Dalam konvensi hukum laut tersebut diatas dapat diketahui bahwa status hukum dari ZEE adalah tunduk pada suatu rezim hukum khusus (Spesific Legal Regim) yang artinya pada kawasan yang dibuat ZEE tersebut tidak sepenuhnya berada di bawah kedaulatan satu Negara pantai tetapi tidak sepenuhnya rezim hukum bebas, jadi disamping Negara pantai yang bersangkutan mempunyai hak dan yudiriksi tertentu di ZEE (terhadap sumber kekayaan yang ada didalamnya) Negara lainpun mempunyai kebebasan–kebebasan tertentu di ZEE tersebut.

Adapun hak dan Yudiriksi Negara RI atas ZEE nya meliputi:
1) Hak kedaulatan untuk tujuan Explorasi dan eksploitasi
2) Hak kedaulatan (Sovereign Right) untuk tujuan eksplorasi dan eksploitasi serta pembinaan/pengelolaan sumber daya buatan di ZEE
3) Hak Eksklusif (Eksklusif Rigth) untuk membangun, mengusai
4) Hak–hak lainnya yang disebutkan dalam UU Nomor 5
5) Berwenang mengadakan pengaturan dan penerbitan dalam rangka penggunaan pulau-pulau buatan, instalasi dan konstruksi lainnya bila perlu dapat menetapkan suatu zona pengamanan di sekitar pulau-pulau buatan atau instalasi tersebut
6) Berwenang mengadakan pengaturan dan penertiban dalam bidang kepabeanan, fiskal, kesehatan, keselamatan dan imigrasi atau pulau-pulau buatan atau instalasi tersebut;
7) Berwenang mengadakan pengaturan dan penerbitan dalam memelihara kelestarian lingkungan laut (The Preservation Of Marine Environment);
8) Berwenang mengadakan pengaturan dan penertiban dalam kaitan penelitian ilmiah kelautan (Marine Scientifi Research);
9) Berwenang mengadakan peraturan dan pemeliharaan kelestarian sumber hayati termasuk didalamnya menetapkan prosedur dan syarat-syarat penangkapan ikan.

Laut Lepas (high Seas)

Laut lepas adalah bagian dari laut yang tidak termasuk dalam Zona Ekonomi Eksklusif, Laut Teritorial, Perairan kepulauan dan perairan pendalaman.

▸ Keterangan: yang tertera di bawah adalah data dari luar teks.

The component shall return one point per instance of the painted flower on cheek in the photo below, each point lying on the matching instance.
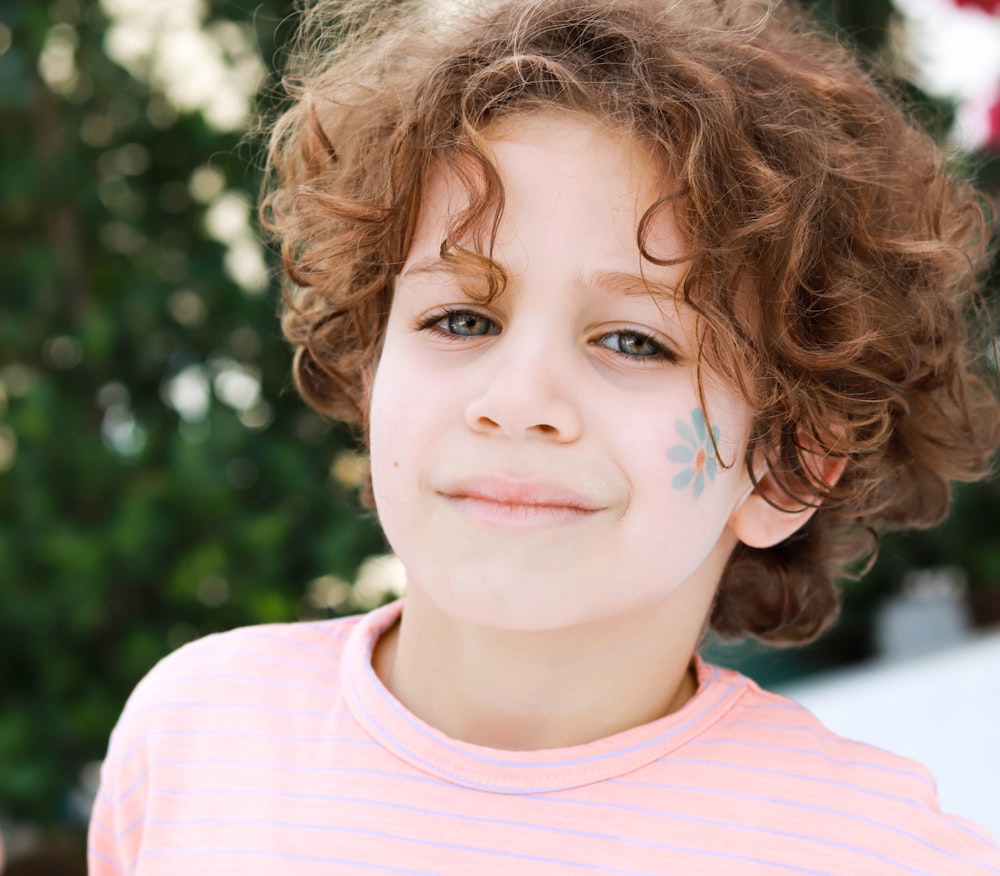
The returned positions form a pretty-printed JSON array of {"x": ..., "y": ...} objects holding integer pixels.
[{"x": 697, "y": 453}]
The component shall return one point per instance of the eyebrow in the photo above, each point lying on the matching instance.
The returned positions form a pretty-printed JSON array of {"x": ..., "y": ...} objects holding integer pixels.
[{"x": 621, "y": 282}]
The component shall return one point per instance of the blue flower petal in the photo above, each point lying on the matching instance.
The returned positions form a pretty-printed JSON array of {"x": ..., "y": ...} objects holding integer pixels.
[
  {"x": 698, "y": 418},
  {"x": 683, "y": 479},
  {"x": 681, "y": 453}
]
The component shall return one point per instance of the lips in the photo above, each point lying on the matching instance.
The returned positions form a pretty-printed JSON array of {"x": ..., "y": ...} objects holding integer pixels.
[{"x": 518, "y": 503}]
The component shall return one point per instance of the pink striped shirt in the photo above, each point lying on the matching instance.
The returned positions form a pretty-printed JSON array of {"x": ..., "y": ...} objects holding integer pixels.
[{"x": 277, "y": 750}]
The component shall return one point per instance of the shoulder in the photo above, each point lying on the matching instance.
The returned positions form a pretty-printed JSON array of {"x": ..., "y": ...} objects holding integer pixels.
[
  {"x": 855, "y": 798},
  {"x": 257, "y": 677}
]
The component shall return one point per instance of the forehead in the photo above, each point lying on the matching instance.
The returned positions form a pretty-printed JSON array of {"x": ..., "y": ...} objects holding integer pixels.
[{"x": 554, "y": 172}]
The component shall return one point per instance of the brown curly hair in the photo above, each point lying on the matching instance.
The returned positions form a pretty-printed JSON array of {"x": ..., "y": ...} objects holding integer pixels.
[{"x": 834, "y": 260}]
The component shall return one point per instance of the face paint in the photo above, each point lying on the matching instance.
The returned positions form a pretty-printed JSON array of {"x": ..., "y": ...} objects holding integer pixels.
[{"x": 696, "y": 454}]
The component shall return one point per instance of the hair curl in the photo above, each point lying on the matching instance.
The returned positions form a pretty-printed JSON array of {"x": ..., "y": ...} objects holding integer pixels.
[{"x": 833, "y": 258}]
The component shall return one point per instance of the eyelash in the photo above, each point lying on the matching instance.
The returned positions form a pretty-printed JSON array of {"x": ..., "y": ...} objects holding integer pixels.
[{"x": 439, "y": 320}]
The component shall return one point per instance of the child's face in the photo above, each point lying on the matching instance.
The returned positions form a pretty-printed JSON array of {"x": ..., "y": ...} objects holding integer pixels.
[{"x": 542, "y": 461}]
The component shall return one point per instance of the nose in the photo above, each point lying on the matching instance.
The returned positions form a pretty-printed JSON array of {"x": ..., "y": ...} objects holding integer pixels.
[{"x": 527, "y": 391}]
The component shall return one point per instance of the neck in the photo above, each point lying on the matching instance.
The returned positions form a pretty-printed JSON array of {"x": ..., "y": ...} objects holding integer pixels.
[{"x": 520, "y": 690}]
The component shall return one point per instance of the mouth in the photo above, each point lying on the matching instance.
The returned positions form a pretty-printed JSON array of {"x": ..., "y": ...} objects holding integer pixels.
[{"x": 507, "y": 503}]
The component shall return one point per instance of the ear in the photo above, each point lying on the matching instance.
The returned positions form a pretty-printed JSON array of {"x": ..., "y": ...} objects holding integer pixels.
[{"x": 767, "y": 516}]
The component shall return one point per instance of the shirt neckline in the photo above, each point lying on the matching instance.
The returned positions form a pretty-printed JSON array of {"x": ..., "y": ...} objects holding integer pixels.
[{"x": 518, "y": 772}]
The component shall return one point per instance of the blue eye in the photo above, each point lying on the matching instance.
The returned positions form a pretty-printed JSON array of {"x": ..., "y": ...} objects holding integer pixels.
[
  {"x": 634, "y": 345},
  {"x": 460, "y": 324},
  {"x": 468, "y": 324}
]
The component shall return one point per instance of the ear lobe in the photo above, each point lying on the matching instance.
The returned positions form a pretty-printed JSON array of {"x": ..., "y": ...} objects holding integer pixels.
[{"x": 767, "y": 516}]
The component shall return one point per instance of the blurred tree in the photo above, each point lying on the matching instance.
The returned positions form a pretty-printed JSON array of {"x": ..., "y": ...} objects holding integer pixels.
[{"x": 159, "y": 478}]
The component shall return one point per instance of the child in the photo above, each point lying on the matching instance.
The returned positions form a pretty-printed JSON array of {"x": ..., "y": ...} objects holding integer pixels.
[{"x": 652, "y": 314}]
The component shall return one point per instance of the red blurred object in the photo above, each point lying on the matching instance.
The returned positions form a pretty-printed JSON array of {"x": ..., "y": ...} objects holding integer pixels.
[{"x": 989, "y": 6}]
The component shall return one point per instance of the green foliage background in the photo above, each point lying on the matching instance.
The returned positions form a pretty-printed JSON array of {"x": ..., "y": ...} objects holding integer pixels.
[{"x": 125, "y": 529}]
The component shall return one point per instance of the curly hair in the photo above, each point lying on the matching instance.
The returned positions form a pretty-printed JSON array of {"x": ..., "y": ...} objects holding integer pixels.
[{"x": 833, "y": 259}]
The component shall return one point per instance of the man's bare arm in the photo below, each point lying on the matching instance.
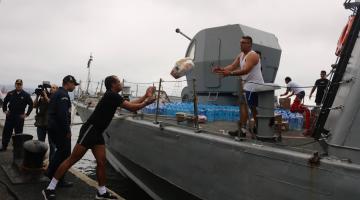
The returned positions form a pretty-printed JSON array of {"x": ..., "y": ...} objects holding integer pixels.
[
  {"x": 235, "y": 64},
  {"x": 312, "y": 91},
  {"x": 130, "y": 106}
]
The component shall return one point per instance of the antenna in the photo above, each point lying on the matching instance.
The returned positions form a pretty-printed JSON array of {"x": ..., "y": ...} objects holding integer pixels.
[{"x": 181, "y": 33}]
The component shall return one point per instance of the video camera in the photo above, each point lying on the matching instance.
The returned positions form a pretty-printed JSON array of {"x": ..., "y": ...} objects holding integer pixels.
[{"x": 42, "y": 87}]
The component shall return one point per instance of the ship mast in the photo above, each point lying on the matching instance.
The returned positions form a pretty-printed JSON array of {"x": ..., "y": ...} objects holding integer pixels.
[{"x": 88, "y": 77}]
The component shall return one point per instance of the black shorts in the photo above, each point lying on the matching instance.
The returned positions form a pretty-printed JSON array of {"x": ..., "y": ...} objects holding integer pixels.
[{"x": 90, "y": 137}]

Berbeda dengan Konvensi Jenewa Tahun 1958 tentang laut lepas yang menetapkan laut lepas dinilai dari batas terluar dari laut teritorial, konvensi ini menetapkan bahwa laut lepas tidak mencakup ZEE, Laut Teritorial, Perairan Kepulauan dan Perairan Pedalaman kecuali perbedaan tersebut harus dilaksanakan oleh setiap Negara dengan mengindahkan hak Negara lain dalam melaksanakan kebebasan di laut lepas.
1) Kebebasan berlayar;
2) Kebebasan Penerbangan;
3) Kebebasan untuk memasang kabel dan pipa di dasar laut;
4) Kebebasan untuk menangkap ikan kecuali di ZEE;
5) Kebebasan untuk melakukan Riset Ilmiah.

Kawasan Dasar Laut Internasional

Kawasan dasar laut Internasional adalah dasar laut/samudera yang terletak di luar landas kontinen dan berada di bawah laut lepas.

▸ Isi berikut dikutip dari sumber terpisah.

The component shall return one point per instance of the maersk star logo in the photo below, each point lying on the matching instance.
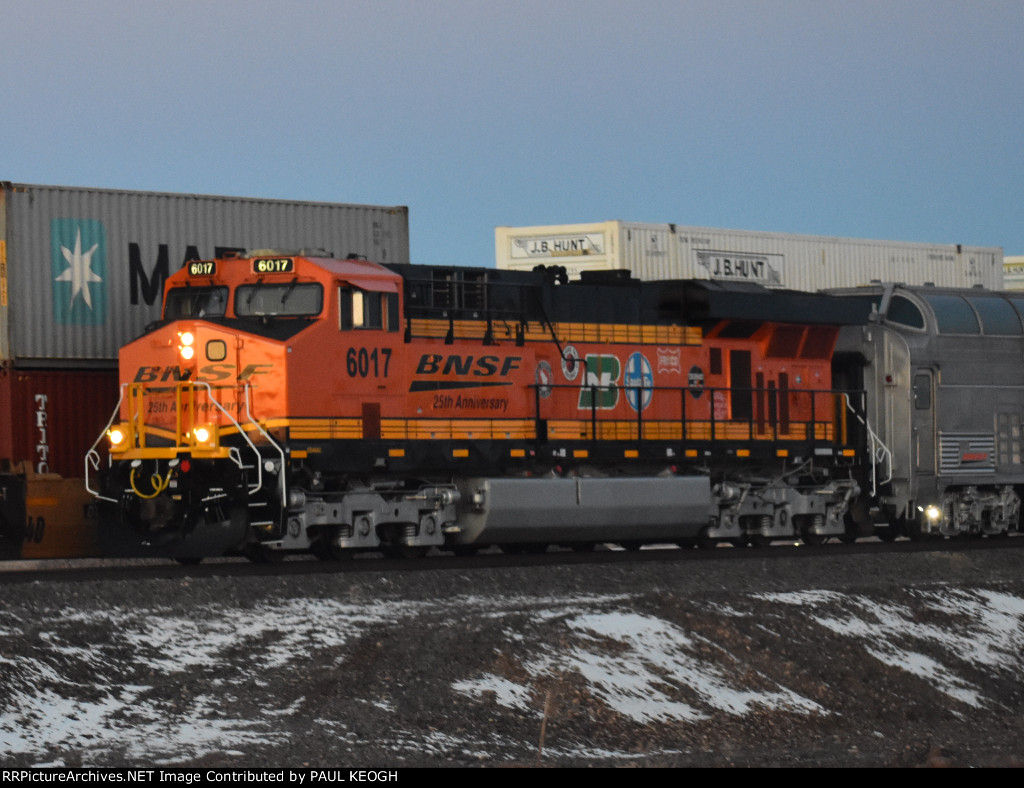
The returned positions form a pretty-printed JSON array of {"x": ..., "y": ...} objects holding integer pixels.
[{"x": 79, "y": 265}]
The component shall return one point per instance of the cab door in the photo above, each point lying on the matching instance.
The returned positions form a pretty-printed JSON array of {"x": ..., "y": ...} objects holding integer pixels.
[{"x": 923, "y": 421}]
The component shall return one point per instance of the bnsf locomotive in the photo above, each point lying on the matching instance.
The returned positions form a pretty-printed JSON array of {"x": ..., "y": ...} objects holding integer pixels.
[{"x": 294, "y": 402}]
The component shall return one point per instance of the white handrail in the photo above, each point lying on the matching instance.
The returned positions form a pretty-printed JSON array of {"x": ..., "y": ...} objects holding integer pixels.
[{"x": 879, "y": 449}]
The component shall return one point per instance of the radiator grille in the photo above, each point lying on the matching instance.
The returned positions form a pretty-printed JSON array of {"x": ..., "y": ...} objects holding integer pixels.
[{"x": 967, "y": 453}]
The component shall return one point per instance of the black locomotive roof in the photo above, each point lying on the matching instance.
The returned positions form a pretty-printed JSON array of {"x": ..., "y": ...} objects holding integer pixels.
[
  {"x": 609, "y": 297},
  {"x": 707, "y": 299}
]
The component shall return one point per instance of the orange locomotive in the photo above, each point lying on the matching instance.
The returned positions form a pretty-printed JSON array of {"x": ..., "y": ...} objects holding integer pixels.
[{"x": 294, "y": 402}]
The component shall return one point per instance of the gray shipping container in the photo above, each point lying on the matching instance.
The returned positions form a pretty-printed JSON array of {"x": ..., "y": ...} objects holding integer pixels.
[
  {"x": 82, "y": 270},
  {"x": 772, "y": 259}
]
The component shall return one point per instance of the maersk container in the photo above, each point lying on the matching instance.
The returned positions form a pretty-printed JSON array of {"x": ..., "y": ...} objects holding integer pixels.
[
  {"x": 82, "y": 270},
  {"x": 772, "y": 259}
]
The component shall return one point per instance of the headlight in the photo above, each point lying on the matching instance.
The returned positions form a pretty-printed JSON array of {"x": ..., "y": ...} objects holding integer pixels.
[
  {"x": 118, "y": 436},
  {"x": 185, "y": 348},
  {"x": 205, "y": 436}
]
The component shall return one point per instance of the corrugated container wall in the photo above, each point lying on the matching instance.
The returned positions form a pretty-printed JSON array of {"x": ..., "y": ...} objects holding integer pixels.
[
  {"x": 82, "y": 270},
  {"x": 777, "y": 260},
  {"x": 50, "y": 418}
]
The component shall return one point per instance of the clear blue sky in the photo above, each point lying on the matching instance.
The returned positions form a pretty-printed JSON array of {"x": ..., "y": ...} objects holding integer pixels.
[{"x": 900, "y": 120}]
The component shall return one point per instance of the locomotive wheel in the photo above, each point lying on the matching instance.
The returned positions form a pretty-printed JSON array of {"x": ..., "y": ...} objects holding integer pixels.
[{"x": 260, "y": 555}]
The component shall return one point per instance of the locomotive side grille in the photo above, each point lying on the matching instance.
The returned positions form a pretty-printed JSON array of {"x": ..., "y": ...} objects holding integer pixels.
[
  {"x": 967, "y": 453},
  {"x": 1008, "y": 429}
]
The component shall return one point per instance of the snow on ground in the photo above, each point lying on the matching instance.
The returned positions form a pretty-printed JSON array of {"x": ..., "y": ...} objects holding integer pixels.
[{"x": 118, "y": 681}]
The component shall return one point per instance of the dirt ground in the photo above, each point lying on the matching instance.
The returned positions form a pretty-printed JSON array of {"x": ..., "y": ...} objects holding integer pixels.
[{"x": 870, "y": 660}]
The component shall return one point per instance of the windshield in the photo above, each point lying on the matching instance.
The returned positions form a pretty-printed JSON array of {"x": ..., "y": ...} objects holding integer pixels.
[
  {"x": 196, "y": 302},
  {"x": 285, "y": 300}
]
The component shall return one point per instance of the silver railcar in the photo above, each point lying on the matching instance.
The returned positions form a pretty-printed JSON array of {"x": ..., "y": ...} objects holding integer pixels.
[{"x": 943, "y": 371}]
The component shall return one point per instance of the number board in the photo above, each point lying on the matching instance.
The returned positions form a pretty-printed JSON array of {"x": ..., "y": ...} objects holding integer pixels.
[
  {"x": 273, "y": 265},
  {"x": 202, "y": 268}
]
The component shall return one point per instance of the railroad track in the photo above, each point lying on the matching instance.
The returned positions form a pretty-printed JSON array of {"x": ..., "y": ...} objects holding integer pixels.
[{"x": 88, "y": 570}]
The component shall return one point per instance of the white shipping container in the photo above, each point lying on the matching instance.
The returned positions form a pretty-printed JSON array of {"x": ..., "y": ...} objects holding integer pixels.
[
  {"x": 772, "y": 259},
  {"x": 82, "y": 270}
]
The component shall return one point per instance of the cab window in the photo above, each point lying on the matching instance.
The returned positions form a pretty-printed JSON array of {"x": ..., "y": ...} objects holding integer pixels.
[
  {"x": 195, "y": 302},
  {"x": 367, "y": 309},
  {"x": 279, "y": 300},
  {"x": 905, "y": 312}
]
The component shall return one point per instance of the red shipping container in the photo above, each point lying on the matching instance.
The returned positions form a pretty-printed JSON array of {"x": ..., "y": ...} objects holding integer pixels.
[{"x": 50, "y": 418}]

Konvensi menetapkan bahwa kawasan dasar laut Internasional dan kekayaan alam yang terkandung di dasar laut dan tanah di bawahnya merupakan warisan bersama umat manusia.

Tidak ada satu Negara pun boleh menuntut atau melaksanakan kedaulatan atau hak berdaulat atas bagian dari kawasan dasar laut internasional demikian pula tidak satu Negarapun atau badan hukum atau orang boleh melaksanakan pemilikan atas salah satu bagian dari kawasan tersebut dan pengelolaannya dilaksanakan oleh suatu badan Internasional yaitu Otorita Dasar Laut Internasional International Sea Bad Authority (ISBA). Khusus rezim laut lapas tidak dapat dimiliki oleh Negara manapun termasuk kawasan dasar laut Internasional yang dimiliki oleh warisan bersama umat manusia.